Detection and identification of antinuclear antibodies (ANA) in a large and consecutive cohort of serum samples referred for ANA testing.Ann Rheum Dis. 2001 Dec; 60(12):1131-6.AR
To provide data on (a) the probability of detecting antinuclear antibodies (ANA) in a large and consecutive cohort of serum samples referred for ANA testing and (b) the probability of detecting more specific antinuclear reactivities (anti-DNA and anti-extractable nuclear antigens (anti-ENA)) in serum samples with a positive screening test (indirect immunofluorescence on HEp-2 cells).

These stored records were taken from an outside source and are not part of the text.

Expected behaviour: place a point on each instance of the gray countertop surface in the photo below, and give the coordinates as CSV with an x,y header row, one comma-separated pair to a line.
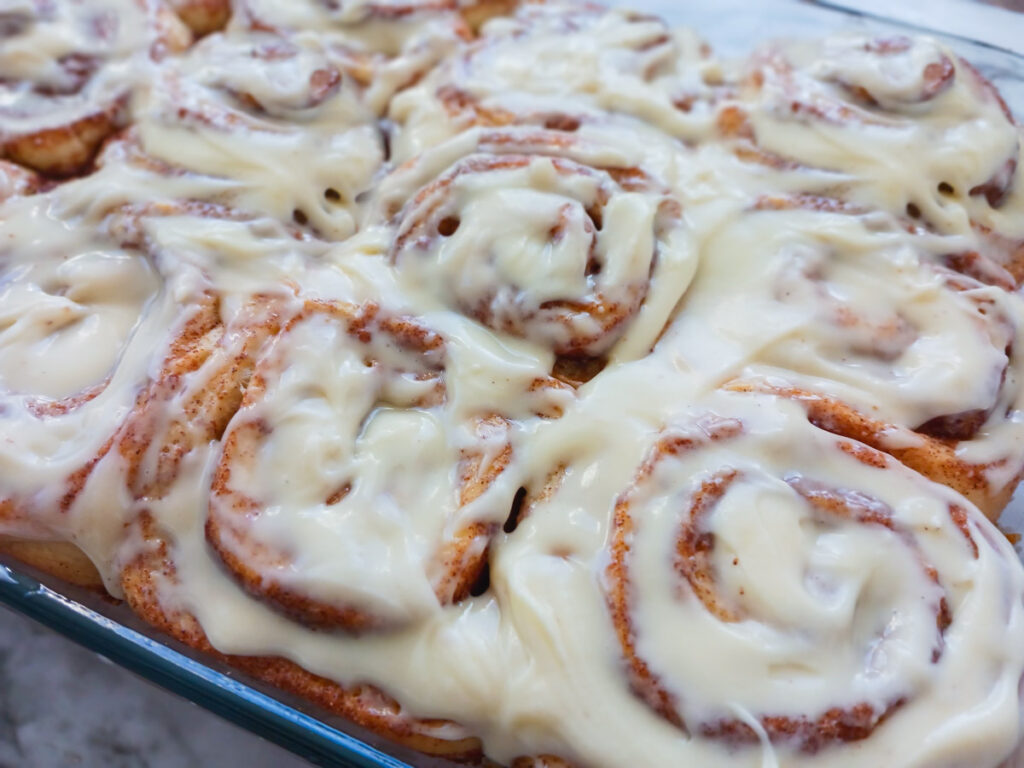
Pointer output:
x,y
62,707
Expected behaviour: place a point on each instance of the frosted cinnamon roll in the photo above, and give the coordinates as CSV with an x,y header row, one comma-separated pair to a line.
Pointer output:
x,y
807,295
272,125
547,236
15,180
203,16
82,318
148,581
935,139
388,44
350,492
67,71
841,596
596,61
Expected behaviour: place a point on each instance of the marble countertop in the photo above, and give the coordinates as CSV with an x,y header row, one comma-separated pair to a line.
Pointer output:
x,y
62,707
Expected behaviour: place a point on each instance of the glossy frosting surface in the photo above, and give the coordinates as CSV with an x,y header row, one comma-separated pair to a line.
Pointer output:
x,y
400,235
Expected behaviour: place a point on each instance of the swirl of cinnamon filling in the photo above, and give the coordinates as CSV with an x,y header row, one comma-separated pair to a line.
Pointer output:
x,y
935,139
542,235
97,313
350,493
837,591
856,310
596,60
268,124
387,44
67,75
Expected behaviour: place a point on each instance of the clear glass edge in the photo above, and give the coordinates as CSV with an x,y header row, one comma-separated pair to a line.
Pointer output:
x,y
89,621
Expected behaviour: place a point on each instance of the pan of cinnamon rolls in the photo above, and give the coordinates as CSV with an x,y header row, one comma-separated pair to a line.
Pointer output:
x,y
521,381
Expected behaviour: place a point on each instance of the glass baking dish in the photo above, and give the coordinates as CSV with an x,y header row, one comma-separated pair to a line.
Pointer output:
x,y
102,626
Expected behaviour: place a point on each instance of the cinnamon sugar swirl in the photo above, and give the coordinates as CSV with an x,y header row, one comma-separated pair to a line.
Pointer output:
x,y
521,381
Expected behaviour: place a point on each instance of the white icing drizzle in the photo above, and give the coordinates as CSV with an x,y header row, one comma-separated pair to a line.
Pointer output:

Serum samples from 10 550 consecutive patients sent to the laboratory for ANA detection were analysed. In ANA positive serum samples (23.5% of referred serum samples), ANA were identified by indirect immunofluorescence on Crithidia, by immunodiffusion, and by line immunoassay. Because anti-SSA antibodies were the most frequently identified ANA, sensitively detected by line immunoassay, additional immunoassays were developed to confirm the specificity of the line immunoassay result.
At least one fine reactivity could be identified in 21.1% of ANA positive serum samples: anti-dsDNA in 3.2%; anti-ENA (anti-SSA 10.5%, anti-SSB 6.7%, anti-RNP 2.7%, anti-Sm 1.8%, anti-Scl70 1.2%, anti-Jo-1 0.2%) in 15.8%, rRNP and anti-Cenp-B in respectively 0.5% and 4.0%. Multiple reactivities were found in 7.9%. For anti-ENA antibodies, line immunoassay was more sensitive than immunodiffusion (15.4% v 7.7%; p<0.0001). The sensitive detection of anti-SSA antibodies by line immunoassay was confirmed by additional assays.
The data from this analysis are useful in estimating the probabilities of detecting specific ANA. Line immunoassay was shown to be a sensitive test for the detection of anti-ENA antibodies.